Project summary
Somatic mutations accumulate in normal tissues and are increasingly recognized as a crucial
determinant of disease risk, especially in age-related conditions and cancer. Somatic mutations show
enrichment in portions of the noncoding genome that show “open” chromatin structure, such as active
promoter and enhancer elements, because open chromatin is more vulnerable to mutagens. Furthermore,
transcription factors binding appears to obstruct DNA repair, increasing the likelihood of forming fixed, double-
stranded mutations. The channeling effects of these mechanisms result in a concentration of somatic
mutations in restricted, yet critical, regions of the genome. Somatic mutations with an increased likelihood of
causing diseases frequently arise at recurrent genomic sites, and often even recurrent mutations at specific
bases, allowing for the development of targeted methods with greater sensitivity, lower cost, and higher
throughput to identify somatic mutations than traditional sequencing techniques.

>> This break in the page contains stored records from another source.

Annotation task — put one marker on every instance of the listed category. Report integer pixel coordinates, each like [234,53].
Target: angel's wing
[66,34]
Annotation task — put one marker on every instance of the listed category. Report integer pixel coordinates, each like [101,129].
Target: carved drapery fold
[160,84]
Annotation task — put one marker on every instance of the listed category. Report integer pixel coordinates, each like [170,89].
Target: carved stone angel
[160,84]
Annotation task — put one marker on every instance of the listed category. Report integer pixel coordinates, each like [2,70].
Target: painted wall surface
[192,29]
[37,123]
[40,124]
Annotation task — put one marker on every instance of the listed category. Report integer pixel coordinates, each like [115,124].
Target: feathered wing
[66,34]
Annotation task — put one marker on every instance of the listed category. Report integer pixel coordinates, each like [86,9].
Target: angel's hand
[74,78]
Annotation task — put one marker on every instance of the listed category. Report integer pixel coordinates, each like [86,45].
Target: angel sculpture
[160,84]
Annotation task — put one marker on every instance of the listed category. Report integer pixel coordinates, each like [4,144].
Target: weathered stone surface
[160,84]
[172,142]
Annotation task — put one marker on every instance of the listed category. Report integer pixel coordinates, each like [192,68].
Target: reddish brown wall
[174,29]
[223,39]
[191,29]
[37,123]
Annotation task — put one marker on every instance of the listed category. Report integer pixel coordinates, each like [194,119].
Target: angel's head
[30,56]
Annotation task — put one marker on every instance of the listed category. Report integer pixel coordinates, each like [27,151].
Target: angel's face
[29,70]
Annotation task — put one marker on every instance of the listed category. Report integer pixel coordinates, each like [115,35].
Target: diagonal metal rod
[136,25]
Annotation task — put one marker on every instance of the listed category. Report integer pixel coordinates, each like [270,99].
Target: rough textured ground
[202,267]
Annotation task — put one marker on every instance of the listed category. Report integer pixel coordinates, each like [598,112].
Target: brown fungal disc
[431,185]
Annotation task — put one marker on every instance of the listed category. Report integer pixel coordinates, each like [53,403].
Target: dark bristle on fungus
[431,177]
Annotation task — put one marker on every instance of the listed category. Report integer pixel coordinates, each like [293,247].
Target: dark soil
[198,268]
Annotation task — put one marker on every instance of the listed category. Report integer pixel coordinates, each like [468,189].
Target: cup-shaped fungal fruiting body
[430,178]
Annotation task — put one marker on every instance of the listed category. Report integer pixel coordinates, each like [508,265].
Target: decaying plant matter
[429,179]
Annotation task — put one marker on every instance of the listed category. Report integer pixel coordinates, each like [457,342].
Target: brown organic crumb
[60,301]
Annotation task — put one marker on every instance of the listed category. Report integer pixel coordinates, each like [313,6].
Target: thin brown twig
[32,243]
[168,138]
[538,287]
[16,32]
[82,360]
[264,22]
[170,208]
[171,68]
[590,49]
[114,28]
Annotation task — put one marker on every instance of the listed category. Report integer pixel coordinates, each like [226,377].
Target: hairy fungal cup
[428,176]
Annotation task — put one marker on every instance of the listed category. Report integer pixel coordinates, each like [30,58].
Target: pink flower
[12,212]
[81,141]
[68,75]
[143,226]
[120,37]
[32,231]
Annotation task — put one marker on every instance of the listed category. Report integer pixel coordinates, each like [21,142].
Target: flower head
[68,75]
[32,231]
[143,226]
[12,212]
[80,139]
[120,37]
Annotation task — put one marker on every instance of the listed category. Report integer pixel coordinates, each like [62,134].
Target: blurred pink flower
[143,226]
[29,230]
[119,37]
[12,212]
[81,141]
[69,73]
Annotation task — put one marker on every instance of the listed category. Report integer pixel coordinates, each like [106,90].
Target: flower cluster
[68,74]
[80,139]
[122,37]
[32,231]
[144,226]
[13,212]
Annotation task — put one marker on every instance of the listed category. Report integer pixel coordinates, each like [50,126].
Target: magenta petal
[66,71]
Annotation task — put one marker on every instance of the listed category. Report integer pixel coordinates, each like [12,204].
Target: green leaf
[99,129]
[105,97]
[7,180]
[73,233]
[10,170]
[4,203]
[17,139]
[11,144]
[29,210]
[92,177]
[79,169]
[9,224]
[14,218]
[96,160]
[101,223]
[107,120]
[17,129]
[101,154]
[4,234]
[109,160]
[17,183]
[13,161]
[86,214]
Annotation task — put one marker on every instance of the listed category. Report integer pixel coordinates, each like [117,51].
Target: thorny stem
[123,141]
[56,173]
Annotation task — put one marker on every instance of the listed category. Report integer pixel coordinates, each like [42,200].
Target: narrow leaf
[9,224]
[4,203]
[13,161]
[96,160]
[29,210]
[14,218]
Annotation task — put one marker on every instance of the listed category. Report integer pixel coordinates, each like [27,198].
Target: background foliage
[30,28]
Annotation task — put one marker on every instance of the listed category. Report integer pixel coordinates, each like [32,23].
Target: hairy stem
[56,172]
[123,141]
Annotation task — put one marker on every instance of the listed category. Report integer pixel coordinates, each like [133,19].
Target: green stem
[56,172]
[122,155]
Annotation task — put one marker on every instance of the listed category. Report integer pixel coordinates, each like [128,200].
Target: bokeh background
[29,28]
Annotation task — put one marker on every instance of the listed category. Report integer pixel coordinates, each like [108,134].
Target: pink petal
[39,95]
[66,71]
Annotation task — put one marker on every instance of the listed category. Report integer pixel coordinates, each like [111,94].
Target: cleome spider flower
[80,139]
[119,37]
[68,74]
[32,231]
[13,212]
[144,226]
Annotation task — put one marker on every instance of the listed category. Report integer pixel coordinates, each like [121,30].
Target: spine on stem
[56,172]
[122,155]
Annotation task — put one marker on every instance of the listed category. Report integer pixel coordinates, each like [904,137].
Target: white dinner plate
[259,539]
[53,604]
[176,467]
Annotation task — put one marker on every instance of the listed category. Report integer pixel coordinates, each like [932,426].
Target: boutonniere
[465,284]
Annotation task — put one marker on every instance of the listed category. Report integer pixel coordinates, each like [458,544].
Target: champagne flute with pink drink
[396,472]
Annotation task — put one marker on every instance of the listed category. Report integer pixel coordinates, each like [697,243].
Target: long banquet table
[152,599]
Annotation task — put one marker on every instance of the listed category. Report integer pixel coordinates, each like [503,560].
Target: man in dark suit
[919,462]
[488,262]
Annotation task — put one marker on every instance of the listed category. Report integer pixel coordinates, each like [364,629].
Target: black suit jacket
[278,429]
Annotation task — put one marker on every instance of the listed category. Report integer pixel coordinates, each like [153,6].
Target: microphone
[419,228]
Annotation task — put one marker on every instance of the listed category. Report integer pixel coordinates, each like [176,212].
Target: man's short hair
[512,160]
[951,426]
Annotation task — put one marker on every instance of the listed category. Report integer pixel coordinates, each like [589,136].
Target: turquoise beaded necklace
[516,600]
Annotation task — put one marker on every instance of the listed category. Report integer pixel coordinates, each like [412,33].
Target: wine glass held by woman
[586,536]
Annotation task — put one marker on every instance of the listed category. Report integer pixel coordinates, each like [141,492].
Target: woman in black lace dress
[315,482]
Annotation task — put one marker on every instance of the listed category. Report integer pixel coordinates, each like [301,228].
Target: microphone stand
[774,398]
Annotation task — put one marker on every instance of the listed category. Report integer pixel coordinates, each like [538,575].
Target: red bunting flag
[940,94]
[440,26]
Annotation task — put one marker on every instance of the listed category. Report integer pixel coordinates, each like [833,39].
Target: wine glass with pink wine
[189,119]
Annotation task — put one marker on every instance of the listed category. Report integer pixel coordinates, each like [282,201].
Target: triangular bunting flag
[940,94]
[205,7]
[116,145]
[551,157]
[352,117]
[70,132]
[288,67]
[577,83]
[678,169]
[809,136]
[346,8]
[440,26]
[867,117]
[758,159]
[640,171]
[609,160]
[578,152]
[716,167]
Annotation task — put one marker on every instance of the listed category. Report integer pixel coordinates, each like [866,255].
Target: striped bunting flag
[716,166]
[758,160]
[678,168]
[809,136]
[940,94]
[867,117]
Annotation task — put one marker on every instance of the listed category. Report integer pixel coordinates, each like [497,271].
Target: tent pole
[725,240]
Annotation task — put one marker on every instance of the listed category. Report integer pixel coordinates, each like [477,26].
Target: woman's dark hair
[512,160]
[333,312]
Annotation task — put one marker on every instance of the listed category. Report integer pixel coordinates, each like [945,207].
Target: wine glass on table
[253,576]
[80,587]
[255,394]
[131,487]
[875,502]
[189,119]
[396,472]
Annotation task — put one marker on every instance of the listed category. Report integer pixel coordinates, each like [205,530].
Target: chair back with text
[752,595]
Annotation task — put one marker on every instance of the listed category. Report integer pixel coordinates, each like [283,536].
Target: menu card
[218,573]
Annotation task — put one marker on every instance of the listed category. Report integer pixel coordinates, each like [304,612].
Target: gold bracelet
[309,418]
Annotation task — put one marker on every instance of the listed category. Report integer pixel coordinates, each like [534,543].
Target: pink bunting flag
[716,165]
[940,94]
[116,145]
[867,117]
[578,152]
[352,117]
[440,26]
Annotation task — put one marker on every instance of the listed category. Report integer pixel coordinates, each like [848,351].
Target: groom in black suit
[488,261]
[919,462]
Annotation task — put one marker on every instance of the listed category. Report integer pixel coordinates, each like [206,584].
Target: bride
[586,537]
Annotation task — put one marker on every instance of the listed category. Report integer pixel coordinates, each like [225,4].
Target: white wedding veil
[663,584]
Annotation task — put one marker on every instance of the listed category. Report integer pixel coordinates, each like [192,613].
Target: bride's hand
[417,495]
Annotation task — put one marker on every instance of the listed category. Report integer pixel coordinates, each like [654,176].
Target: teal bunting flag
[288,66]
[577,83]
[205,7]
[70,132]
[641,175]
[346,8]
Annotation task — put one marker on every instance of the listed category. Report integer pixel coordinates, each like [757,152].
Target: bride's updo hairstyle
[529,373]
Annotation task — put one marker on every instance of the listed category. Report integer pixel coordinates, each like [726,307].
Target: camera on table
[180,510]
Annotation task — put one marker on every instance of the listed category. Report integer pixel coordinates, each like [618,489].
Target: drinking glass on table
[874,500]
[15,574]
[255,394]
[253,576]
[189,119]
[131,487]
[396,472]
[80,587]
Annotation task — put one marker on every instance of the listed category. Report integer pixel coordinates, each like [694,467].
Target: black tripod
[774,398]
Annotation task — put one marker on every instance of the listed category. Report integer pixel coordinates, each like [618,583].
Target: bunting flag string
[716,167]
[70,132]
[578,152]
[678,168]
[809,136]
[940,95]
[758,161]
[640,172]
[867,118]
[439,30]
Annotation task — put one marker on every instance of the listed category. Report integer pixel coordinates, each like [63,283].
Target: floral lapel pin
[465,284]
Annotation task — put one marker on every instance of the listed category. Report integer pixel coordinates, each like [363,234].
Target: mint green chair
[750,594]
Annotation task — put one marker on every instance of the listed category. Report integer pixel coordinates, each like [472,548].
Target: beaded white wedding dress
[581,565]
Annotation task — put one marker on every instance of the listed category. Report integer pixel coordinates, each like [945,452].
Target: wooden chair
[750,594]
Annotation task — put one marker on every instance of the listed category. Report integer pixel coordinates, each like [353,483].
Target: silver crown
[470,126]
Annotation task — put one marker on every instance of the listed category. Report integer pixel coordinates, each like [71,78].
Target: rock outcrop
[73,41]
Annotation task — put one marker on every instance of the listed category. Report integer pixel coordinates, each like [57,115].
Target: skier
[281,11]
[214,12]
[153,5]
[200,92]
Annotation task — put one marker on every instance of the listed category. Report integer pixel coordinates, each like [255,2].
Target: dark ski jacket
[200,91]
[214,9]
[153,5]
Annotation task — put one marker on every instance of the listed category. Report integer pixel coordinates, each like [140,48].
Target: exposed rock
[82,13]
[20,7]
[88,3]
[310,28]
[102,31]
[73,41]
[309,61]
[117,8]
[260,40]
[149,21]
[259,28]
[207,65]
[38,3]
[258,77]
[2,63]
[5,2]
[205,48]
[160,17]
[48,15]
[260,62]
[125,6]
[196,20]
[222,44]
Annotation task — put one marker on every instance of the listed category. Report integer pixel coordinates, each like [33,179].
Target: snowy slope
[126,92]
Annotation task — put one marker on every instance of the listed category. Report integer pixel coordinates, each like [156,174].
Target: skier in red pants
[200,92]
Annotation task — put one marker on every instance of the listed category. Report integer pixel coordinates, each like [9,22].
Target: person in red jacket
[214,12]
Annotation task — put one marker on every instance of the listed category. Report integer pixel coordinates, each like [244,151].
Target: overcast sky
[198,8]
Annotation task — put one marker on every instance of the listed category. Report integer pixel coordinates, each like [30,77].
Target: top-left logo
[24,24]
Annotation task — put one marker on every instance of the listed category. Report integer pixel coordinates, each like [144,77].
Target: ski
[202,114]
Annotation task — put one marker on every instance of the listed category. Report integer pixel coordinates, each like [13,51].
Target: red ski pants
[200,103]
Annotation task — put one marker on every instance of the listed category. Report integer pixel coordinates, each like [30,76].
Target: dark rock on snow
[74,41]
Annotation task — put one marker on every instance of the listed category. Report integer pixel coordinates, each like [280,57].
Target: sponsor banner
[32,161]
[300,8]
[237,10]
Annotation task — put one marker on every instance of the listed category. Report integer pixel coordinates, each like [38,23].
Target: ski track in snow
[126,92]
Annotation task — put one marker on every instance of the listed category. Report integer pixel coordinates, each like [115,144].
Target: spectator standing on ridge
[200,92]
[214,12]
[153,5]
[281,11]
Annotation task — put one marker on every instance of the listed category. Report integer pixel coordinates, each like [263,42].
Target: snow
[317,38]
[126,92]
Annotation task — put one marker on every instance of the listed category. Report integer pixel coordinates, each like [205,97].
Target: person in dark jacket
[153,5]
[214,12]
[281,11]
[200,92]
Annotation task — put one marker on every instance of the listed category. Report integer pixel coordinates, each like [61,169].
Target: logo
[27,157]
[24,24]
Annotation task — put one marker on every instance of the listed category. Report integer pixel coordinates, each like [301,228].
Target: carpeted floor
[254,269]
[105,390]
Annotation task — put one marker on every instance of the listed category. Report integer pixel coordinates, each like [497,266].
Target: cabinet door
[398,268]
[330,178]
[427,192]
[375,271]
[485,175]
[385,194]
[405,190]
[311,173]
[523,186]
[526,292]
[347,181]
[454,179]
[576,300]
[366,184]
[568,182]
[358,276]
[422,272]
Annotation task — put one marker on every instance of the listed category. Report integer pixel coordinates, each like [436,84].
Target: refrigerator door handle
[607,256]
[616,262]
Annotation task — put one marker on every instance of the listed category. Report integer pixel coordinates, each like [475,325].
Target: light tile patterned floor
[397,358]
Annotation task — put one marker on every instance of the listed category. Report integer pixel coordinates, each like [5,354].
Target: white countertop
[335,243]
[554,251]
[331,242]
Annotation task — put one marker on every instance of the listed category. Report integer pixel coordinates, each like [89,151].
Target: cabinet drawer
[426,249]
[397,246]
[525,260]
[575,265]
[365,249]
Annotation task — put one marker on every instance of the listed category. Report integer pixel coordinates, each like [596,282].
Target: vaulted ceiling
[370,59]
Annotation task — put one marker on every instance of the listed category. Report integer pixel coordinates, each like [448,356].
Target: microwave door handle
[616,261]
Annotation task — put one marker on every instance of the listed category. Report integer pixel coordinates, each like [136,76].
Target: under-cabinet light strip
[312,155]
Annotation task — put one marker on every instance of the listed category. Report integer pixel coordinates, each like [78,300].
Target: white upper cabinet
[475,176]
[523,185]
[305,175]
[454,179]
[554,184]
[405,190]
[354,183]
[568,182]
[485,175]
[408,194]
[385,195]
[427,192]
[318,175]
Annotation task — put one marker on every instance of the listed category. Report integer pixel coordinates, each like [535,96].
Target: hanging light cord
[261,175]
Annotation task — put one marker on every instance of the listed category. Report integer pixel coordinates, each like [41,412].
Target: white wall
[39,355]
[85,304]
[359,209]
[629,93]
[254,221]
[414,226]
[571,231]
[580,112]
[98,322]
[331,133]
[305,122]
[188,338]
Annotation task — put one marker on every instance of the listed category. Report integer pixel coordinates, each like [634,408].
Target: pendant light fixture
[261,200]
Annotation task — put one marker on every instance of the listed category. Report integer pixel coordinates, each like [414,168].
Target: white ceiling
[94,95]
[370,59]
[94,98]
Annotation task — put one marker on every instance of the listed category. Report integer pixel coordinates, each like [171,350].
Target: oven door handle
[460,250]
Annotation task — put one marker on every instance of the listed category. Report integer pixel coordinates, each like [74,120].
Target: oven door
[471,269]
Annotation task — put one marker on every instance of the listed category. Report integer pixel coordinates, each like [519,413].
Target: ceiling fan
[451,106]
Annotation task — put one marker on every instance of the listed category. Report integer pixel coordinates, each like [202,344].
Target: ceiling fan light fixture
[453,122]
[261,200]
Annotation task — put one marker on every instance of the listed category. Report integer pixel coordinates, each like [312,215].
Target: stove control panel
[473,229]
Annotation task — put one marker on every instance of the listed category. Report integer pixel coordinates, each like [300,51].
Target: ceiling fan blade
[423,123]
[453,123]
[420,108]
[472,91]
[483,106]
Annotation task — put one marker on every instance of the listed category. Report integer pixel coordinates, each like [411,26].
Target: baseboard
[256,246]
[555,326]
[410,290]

Present methods for identifying somatic mutations generally utilize deep (=250X) whole genome
sequencing (WGS) and tend to be expensive, create large datasets that are computationally challenging to
analyze, and have limited ability to detect somatic variants with very low allele fractions. We propose a two
phase approach to developing a new tool to address these shortcomings. In the first phase we will develop a
method of detecting somatic mutations using ATAC-seq. ATAC-seq targets the open chromatin regions of the
genome so is focused on regions with increased somatic mutations that have an increased likelihood of being
biologically meaningful, only incorporates a fraction of the genome creating a more manageable dataset, and
allows for deeper sequencing to increase the sensitivity of somatic mutation detection. This phase of the
proposal includes three aims: modification of the ATAC-seq protocol to allow for detection of somatic
mutations; development of analysis software to analyze the data; and testing of the protocol.
In the second phase of the protocol, data obtained from phase one will be used to develop a panel
sequencing protocol to further narrow the genomic regions looked at, reduce the cost of the analysis, and allow
for extracted DNA to be directly analyzed (rather than the intact chromatin needed for ATAC-seq). This phase
will also involve three aims: expansion of ATAC-seq analysis to determine the best regions to include on the
sequencing panel; development of the sequencing panel; and testing of the panel on a range of individuals and
tissue types.
This project will provide rapid and inexpensive methods for the detection of potentially critical somatic
mutations in any tissue type. At a research level, it will allow for the analysis of a large number of samples to
provide critical information on biologically important somatic mutations and thus be an important tool that will
help illuminate the spectrum of somatic mutation in the noncoding genome.